VR-Cardiomics provides an interactive user interface containing all included functions for gene analysis as well as various options for data export and customization options, as shown in Fig. 3. The nature of the FTVR and its limitations to a side-by-side comparison led to a simplified version of the menu for the FTVR. Therefore, the sidebar panel including the settings, the option to add or remove objects, and the handle of the menu panel are omitted in the FTVR (Fig. 3 (4,5,6, and 10)).
The gene to be examined was entered into the search bar (Fig. 3 A,1) using either a conventional keyboard for zSpace or a virtual keyboard generated within the environment for the HMD-VR. Gene selection leads to a coloring of the 3D heart model using the associated gene expression values. This visual representation embodies the normalized gene distribution in each of the 18 heart slices, which can also be displayed in absolute values (Fig. 3 G).
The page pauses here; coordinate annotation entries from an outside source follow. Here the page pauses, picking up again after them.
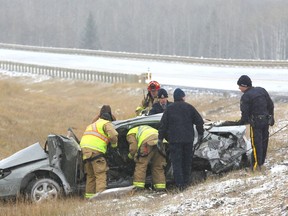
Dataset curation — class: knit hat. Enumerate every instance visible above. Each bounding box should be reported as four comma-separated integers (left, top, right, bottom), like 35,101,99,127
173,88,185,101
237,75,252,87
100,113,113,121
157,88,168,98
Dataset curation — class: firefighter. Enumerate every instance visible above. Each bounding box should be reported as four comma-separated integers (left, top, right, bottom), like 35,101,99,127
135,81,160,116
236,75,274,171
126,125,166,190
149,88,172,115
80,113,118,198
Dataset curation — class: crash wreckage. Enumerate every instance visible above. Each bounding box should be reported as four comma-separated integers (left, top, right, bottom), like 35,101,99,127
0,114,251,202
For each gene pattern, a list of genes with similar expression patterns was generated in tabular form (Fig. 3 B). To simplify the interpretation of these results, all genes are listed as buttons to directly visualize them onto the model. The currently displayed selection of similar gene structures can be exported locally as text files in a TSV-like manner (Fig. 3 A,7). In addition, a series of images of the heart model can be generated using the camera icon in the sidebar panel (Fig. 3 A,4) leading to a series of images from four different angles to the heart object (Fig. 3 F).
Several functions have been integrated to achieve an easier comparison of the multiple expression patterns of different genes. One major implementation allowing a visual data comparison in IE is enabled using additional fully intractable and independent heart models (Fig. 3 A,6). An exemplary representation of such a comparison is shown in Fig. 3 C on the left. Using the FTVR application, the second heart model will be colored based on the next gene expression value chosen from the similar genes list, which allows the user to interact with two independent heart models with different gene expression patterns at the same time. In the HMD-VR, multiple objects can be placed within the environment, and gene expression patterns can be visualized independently. This function is particularly useful when examining individual areas but shows weaknesses when comparing multiple expression patterns because 18 sections of each heart have to be compared simultaneously. Consequently, a second comparison function was devised, along with a heatmap comparison (Fig. 3 C, right), which differentiates the individual expressions of each segment for the two selected genes, and colors them using a color gradient depending on the absolute or normalized differences. The sections of the heart with high absolute/normalized distances are shown in red, whereas shorter distances are shown in blue.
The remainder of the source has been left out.